I haven’t written in some time. Partly because I’m lazy, and partly because I feel like time breeds high expectations. That’s why Flaubert was actually doing himself and injustice by agonising over every line—time was a-ticking and a-wasting. What could I possibly write about to meet these high—nay—impossible expectations? Well, I don’t actually know, and I finally decided that a dull post about commuting would be better than radio silence. And ommuting seemed like a good place to start because a) I commute and b) I need an outlet and c) I don’t want you to take advice from people on the Student Room, or you know, that guy on your course who hates his hometown if you’re considering your options
So what is commuting? That is, Other than blasphemous to the average student. Well, it’s travelling a considerable distance to and from a particular place on a regular basis. My commute consists of a five-minute car journey (or thirty-minute walk), a forty-minute train, and a bus which should take twenty minutes but typically takes thirty-five. Yes, it’s quite a long journey to be doing twice a day. But, believe it or not, it’s not actually that bad. I’m guessing you want to know why. But I’ll start with the facts: I’m a second-year English Literature student at the University of East Anglia, I commute via car, foot, train, bus, pedalo, and unicycle (scratch those last two) from an enviably innovative and exciting Suffolk town (it’s not) into Norwich three days a week, twenty-six weeks a year. And now, I’ll give you the good, bad, and the ugly.
Starting with the ugly: my face after I’ve been crying for an hour or so. Just a disclaimer: commuting won’t make a normal person cry (probably). But I, being of an anxious disposition, didn’t much like the initial upheaval. I hated everything about commuting to begin with: the cost, the time, the “isolation,” the potential detrimental effect it could perhaps-maybe-possibly have on my study. But again, the change would never have been seamless (me being me). So commuting wouldn’t have been all that ugly if I’d just pulled myself together.
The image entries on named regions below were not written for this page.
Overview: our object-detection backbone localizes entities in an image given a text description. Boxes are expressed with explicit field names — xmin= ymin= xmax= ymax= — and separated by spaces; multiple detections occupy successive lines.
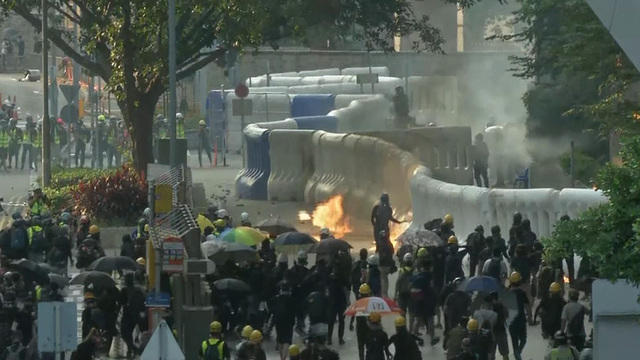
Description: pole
xmin=41 ymin=0 xmax=51 ymax=186
xmin=168 ymin=0 xmax=178 ymax=168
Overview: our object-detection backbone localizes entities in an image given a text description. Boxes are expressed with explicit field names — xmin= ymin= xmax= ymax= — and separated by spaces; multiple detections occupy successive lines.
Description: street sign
xmin=234 ymin=84 xmax=249 ymax=99
xmin=144 ymin=292 xmax=171 ymax=308
xmin=36 ymin=302 xmax=78 ymax=353
xmin=140 ymin=320 xmax=184 ymax=360
xmin=162 ymin=237 xmax=184 ymax=272
xmin=231 ymin=99 xmax=253 ymax=116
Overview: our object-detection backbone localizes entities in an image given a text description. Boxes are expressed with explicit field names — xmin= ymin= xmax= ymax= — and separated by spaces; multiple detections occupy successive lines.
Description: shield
xmin=87 ymin=256 xmax=138 ymax=273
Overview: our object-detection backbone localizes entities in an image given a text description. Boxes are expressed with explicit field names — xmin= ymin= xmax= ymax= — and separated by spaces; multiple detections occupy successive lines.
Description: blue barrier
xmin=291 ymin=94 xmax=336 ymax=117
xmin=236 ymin=126 xmax=271 ymax=200
xmin=293 ymin=115 xmax=338 ymax=132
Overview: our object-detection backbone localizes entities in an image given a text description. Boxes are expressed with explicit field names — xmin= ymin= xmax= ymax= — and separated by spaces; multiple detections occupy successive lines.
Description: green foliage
xmin=543 ymin=137 xmax=640 ymax=284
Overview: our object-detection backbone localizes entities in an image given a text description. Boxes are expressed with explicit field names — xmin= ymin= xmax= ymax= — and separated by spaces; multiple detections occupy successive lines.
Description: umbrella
xmin=208 ymin=243 xmax=258 ymax=265
xmin=196 ymin=214 xmax=216 ymax=233
xmin=256 ymin=217 xmax=298 ymax=238
xmin=344 ymin=296 xmax=402 ymax=316
xmin=398 ymin=228 xmax=444 ymax=248
xmin=87 ymin=256 xmax=138 ymax=273
xmin=461 ymin=276 xmax=500 ymax=293
xmin=221 ymin=226 xmax=268 ymax=246
xmin=9 ymin=259 xmax=49 ymax=284
xmin=311 ymin=238 xmax=351 ymax=255
xmin=213 ymin=278 xmax=251 ymax=292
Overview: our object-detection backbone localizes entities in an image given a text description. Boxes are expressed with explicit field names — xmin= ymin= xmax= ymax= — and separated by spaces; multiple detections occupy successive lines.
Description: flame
xmin=312 ymin=195 xmax=353 ymax=238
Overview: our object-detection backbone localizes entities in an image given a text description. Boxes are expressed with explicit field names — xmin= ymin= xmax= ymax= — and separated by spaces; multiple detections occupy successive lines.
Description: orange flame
xmin=312 ymin=195 xmax=353 ymax=238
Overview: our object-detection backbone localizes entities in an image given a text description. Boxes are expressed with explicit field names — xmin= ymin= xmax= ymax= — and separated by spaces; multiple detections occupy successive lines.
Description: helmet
xmin=549 ymin=282 xmax=562 ymax=294
xmin=509 ymin=271 xmax=522 ymax=284
xmin=249 ymin=330 xmax=262 ymax=342
xmin=209 ymin=321 xmax=222 ymax=333
xmin=289 ymin=344 xmax=300 ymax=356
xmin=369 ymin=312 xmax=382 ymax=324
xmin=241 ymin=325 xmax=253 ymax=340
xmin=358 ymin=283 xmax=371 ymax=295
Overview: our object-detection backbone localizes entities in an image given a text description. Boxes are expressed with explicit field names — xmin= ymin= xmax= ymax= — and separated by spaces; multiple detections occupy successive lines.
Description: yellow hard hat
xmin=509 ymin=271 xmax=522 ymax=284
xmin=241 ymin=325 xmax=253 ymax=340
xmin=249 ymin=330 xmax=262 ymax=342
xmin=394 ymin=316 xmax=407 ymax=327
xmin=369 ymin=312 xmax=382 ymax=324
xmin=289 ymin=344 xmax=300 ymax=356
xmin=358 ymin=283 xmax=371 ymax=295
xmin=209 ymin=321 xmax=222 ymax=334
xmin=549 ymin=282 xmax=562 ymax=294
xmin=89 ymin=225 xmax=100 ymax=235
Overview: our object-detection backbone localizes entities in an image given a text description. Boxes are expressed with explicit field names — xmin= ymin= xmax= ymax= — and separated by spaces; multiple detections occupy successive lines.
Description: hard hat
xmin=289 ymin=344 xmax=300 ymax=356
xmin=249 ymin=330 xmax=262 ymax=342
xmin=241 ymin=325 xmax=253 ymax=340
xmin=358 ymin=283 xmax=371 ymax=295
xmin=442 ymin=214 xmax=453 ymax=225
xmin=209 ymin=321 xmax=222 ymax=333
xmin=369 ymin=312 xmax=382 ymax=324
xmin=467 ymin=319 xmax=479 ymax=331
xmin=549 ymin=282 xmax=562 ymax=294
xmin=509 ymin=271 xmax=522 ymax=284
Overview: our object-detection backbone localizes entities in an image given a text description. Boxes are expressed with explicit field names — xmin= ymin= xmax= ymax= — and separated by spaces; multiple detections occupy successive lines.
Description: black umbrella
xmin=255 ymin=217 xmax=298 ymax=238
xmin=9 ymin=259 xmax=49 ymax=284
xmin=87 ymin=256 xmax=138 ymax=273
xmin=209 ymin=243 xmax=258 ymax=265
xmin=213 ymin=278 xmax=251 ymax=292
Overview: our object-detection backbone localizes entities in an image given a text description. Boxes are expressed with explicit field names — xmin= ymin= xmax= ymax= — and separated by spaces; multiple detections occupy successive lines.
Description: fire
xmin=312 ymin=195 xmax=353 ymax=238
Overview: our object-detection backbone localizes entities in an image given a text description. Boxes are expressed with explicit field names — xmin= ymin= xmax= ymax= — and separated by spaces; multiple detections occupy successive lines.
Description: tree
xmin=0 ymin=0 xmax=443 ymax=171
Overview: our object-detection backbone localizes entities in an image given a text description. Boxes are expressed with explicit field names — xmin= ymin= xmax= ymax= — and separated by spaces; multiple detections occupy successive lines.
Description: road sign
xmin=162 ymin=237 xmax=184 ymax=272
xmin=234 ymin=84 xmax=249 ymax=99
xmin=36 ymin=302 xmax=78 ymax=353
xmin=144 ymin=292 xmax=171 ymax=308
xmin=140 ymin=320 xmax=184 ymax=360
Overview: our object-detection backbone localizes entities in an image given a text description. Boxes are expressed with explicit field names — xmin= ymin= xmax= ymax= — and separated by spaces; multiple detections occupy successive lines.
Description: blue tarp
xmin=291 ymin=94 xmax=336 ymax=117
xmin=293 ymin=115 xmax=338 ymax=132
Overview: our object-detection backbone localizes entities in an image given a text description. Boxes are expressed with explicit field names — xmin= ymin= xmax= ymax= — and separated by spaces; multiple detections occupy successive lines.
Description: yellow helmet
xmin=394 ymin=316 xmax=407 ymax=327
xmin=369 ymin=312 xmax=382 ymax=324
xmin=209 ymin=321 xmax=222 ymax=334
xmin=467 ymin=319 xmax=479 ymax=331
xmin=241 ymin=325 xmax=253 ymax=340
xmin=289 ymin=344 xmax=300 ymax=356
xmin=358 ymin=283 xmax=371 ymax=295
xmin=509 ymin=271 xmax=522 ymax=284
xmin=249 ymin=330 xmax=262 ymax=342
xmin=549 ymin=282 xmax=562 ymax=294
Though, you should know, there is the bad. And I’m being entirely pragmatic here. Cost, time, inconvenience, missing out on that elusive and oh-so-necessary “student experience”, and the dreaded rail replacement bus. You’ll have to deal with all of this at some point or another. You need to decide, from the word go, what it is you want out of university. I’m hoping you want a degree—that’s the minimum. But what else do you want? Do you want to be president of three societies? Do you want to party every weekend and sleep until the evening? These things matter because, chances are, commuting is going to take up a lot of your time and energy. And, unless you’re really skilled at juggling multiple extra-curriculars (I’m not) and your train service is really really good (they never are), you will struggle. That’s not to say that you can’t get involved, a few choice societies and the occasional party, you’ll just need to be a bit more committed. And that goes for your degree too. There’s no rolling out of bed at eleven with VK in your hair. You need to get up and go. Being a commuter is no excuse for poor attendance and punctuality. You can expect long days, early mornings, and a crowded five o’clock bus. You’ll need the ugliest bag ever; because we all know that only the ugliest bags can carry your shit: a laptop, four novels, a flask, folders, a pad of paper, a water bottle, lunch (the list goes on).
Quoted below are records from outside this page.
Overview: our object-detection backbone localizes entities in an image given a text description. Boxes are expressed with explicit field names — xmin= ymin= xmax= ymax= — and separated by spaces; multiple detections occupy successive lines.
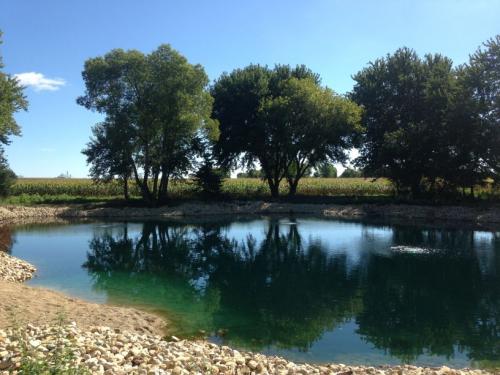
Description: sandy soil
xmin=0 ymin=201 xmax=500 ymax=224
xmin=0 ymin=280 xmax=167 ymax=335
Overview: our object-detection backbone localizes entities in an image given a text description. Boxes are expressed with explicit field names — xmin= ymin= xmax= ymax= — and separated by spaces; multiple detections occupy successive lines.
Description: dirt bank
xmin=0 ymin=280 xmax=166 ymax=335
xmin=0 ymin=201 xmax=500 ymax=223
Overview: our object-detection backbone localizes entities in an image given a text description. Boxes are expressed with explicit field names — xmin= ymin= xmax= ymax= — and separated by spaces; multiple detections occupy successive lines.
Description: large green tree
xmin=0 ymin=31 xmax=28 ymax=195
xmin=351 ymin=48 xmax=456 ymax=196
xmin=448 ymin=35 xmax=500 ymax=191
xmin=77 ymin=45 xmax=217 ymax=203
xmin=211 ymin=65 xmax=360 ymax=197
xmin=82 ymin=116 xmax=133 ymax=199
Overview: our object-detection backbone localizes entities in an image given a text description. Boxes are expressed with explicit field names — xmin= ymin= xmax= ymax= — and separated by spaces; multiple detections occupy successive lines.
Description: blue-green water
xmin=1 ymin=218 xmax=500 ymax=367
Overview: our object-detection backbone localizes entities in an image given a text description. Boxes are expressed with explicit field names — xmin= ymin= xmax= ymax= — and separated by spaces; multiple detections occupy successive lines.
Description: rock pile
xmin=0 ymin=323 xmax=494 ymax=375
xmin=0 ymin=251 xmax=36 ymax=282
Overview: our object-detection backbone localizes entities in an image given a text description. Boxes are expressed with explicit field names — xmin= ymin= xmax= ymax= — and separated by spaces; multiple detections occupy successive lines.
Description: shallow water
xmin=0 ymin=217 xmax=500 ymax=367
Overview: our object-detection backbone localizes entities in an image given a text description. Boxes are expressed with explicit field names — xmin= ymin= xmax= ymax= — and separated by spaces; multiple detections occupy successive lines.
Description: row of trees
xmin=78 ymin=36 xmax=500 ymax=203
xmin=350 ymin=36 xmax=500 ymax=196
xmin=237 ymin=162 xmax=363 ymax=178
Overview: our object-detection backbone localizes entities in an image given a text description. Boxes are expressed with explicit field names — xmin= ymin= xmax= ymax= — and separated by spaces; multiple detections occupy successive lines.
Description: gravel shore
xmin=0 ymin=323 xmax=494 ymax=375
xmin=0 ymin=201 xmax=500 ymax=224
xmin=0 ymin=251 xmax=36 ymax=282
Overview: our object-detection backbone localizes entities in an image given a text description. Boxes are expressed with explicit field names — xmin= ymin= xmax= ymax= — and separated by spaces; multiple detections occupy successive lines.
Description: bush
xmin=194 ymin=163 xmax=226 ymax=196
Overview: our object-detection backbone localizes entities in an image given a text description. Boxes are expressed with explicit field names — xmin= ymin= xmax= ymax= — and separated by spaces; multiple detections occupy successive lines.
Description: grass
xmin=6 ymin=178 xmax=392 ymax=203
xmin=6 ymin=308 xmax=91 ymax=375
xmin=0 ymin=178 xmax=500 ymax=205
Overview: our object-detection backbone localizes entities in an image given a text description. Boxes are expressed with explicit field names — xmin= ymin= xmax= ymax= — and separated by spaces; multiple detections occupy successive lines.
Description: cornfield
xmin=11 ymin=178 xmax=393 ymax=198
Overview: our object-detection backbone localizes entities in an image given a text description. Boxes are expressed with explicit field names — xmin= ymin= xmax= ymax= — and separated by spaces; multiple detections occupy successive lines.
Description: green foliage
xmin=237 ymin=168 xmax=264 ymax=178
xmin=0 ymin=149 xmax=16 ymax=197
xmin=340 ymin=168 xmax=363 ymax=178
xmin=314 ymin=162 xmax=337 ymax=178
xmin=77 ymin=45 xmax=217 ymax=203
xmin=0 ymin=31 xmax=28 ymax=200
xmin=194 ymin=161 xmax=226 ymax=197
xmin=0 ymin=31 xmax=28 ymax=148
xmin=351 ymin=36 xmax=500 ymax=196
xmin=211 ymin=65 xmax=360 ymax=197
xmin=351 ymin=48 xmax=455 ymax=195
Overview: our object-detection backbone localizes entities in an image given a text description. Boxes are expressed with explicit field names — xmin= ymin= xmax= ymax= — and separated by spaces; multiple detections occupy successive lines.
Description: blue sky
xmin=0 ymin=0 xmax=500 ymax=177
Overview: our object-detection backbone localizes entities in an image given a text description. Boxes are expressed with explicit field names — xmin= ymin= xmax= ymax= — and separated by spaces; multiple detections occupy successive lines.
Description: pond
xmin=0 ymin=217 xmax=500 ymax=367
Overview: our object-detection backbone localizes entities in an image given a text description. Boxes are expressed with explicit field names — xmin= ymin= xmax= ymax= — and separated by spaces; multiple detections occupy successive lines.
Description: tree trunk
xmin=158 ymin=171 xmax=170 ymax=203
xmin=267 ymin=178 xmax=280 ymax=198
xmin=123 ymin=176 xmax=130 ymax=201
xmin=288 ymin=178 xmax=299 ymax=197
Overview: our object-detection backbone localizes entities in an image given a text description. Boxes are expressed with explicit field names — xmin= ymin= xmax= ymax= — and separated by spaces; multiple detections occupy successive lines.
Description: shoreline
xmin=0 ymin=201 xmax=500 ymax=226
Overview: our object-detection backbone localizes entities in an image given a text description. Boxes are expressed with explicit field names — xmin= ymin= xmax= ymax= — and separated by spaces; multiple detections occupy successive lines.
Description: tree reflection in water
xmin=85 ymin=219 xmax=500 ymax=362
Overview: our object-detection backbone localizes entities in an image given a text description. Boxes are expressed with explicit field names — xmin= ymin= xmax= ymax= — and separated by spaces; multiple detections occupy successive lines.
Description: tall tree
xmin=211 ymin=65 xmax=360 ymax=197
xmin=82 ymin=116 xmax=134 ymax=200
xmin=449 ymin=35 xmax=500 ymax=192
xmin=77 ymin=45 xmax=217 ymax=203
xmin=0 ymin=31 xmax=28 ymax=195
xmin=351 ymin=48 xmax=456 ymax=196
xmin=314 ymin=162 xmax=337 ymax=178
But I’m not actually as salty as I sound. How bad “bad” actually is depends entirely on your outlook. There is hope. It goes without saying that financially, I am far better off. Yes, despite that 2.5% nationwide raise of train fare and that little-itty sum of rent on the side. Because believe it or not, train fare and mum-rent are still cheaper than real-world rent, bills, and food costs. I’m earning and saving. But Anna, you cry, couldn’t you earn and save in Norwich? Only if I got a job there, which yes works in theory, but I actually have a cat I want to see more than once a semester thank you.
I’m also much happier. I have a wonderful life-degree balance which I found weighted towards the latter in the second semester of first year (and it drove me half mad—ask my flatmate). My social life is different, but not bad. I don’t “club,” but I can’t say I ever really did. I visit houses, have a lot of lunches, dinners and sleepovers. Which suits me just fine. I spend an inordinate amount of time in the library, and as might be expected, on the train. I am therefore usually ahead (because what can you do on a train when your data keeps dropping out anyway?). And my grades aren’t too shabby, thank you very much.
My conclusion? Halls were a great experience, and I’m glad I spent my first year being somewhere near something like a proper student. But commuting is viable, especially for second and third years. Long story short: consider the above and do what you think is best. Check the frequency and cost of your transport, trial it during peak time, and love your degree enough to keep on keeping on. And if you come around to my way of thinking? Get a backpack you can trust, a power bank, and headphones. You’ll be on your way. Quite literally.